I found a couple of advantages to using an image in electronic writing. As Professor Landow demonstrated in class, an image can manipulate the reader's perception of the text. A poem about rape can be romanticized or eroticized with the right image, colors and font. Likewise, in my e-mail to my housemates, I could have found an easier way to ask my friends for money. By putting a (mildly) humorous cartoon in the background, I could have light-heartedly asked my friends for a non-trivial amount of money. This would have softened the blow for them, and made me seem funnier and friendlier. Using the cartoon, I could achieve the friendly tone I desired without spending more time thinking about how to word my e-mail in a congenial manner.

But a potential problem is that pictures distract.
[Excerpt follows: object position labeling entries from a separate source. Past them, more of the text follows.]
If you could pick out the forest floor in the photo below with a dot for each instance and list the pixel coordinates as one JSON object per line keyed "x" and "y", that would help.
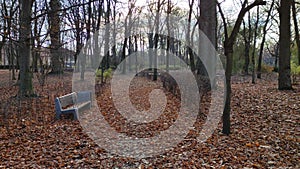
{"x": 264, "y": 129}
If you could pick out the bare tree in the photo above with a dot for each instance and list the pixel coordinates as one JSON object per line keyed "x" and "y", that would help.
{"x": 297, "y": 37}
{"x": 284, "y": 80}
{"x": 228, "y": 51}
{"x": 54, "y": 27}
{"x": 26, "y": 87}
{"x": 263, "y": 40}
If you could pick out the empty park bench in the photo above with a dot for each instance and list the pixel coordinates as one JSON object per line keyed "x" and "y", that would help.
{"x": 73, "y": 103}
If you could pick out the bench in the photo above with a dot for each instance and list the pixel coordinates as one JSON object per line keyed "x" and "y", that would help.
{"x": 73, "y": 103}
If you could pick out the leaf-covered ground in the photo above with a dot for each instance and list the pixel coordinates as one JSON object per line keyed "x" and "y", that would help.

I could imagine one of my housemates looking at the e-mail and remembering the cartoon, but forgetting what the content of the e-mail was about.

I faced a couple of challenges in this assignment, which took me significantly longer than I thought it would to complete. I wanted my text to be directly above the image, so I used Photoshop. But after opening the image in Photoshop, I couldn't figure out how to make the picture opaque. I tried using Photoshop Help, but I searched for "how to make a picture transparent" instead, since I didn't know the right word that explained what I wanted to do. So my vocabulary became a hindrance. Once I figured out how to adjust the opacity of the picture, I had to find a balance between making my text more visible, or making the image comprehensible. In the end, I thought my compromise still made the text too hard to read and the image a bit too faint to see.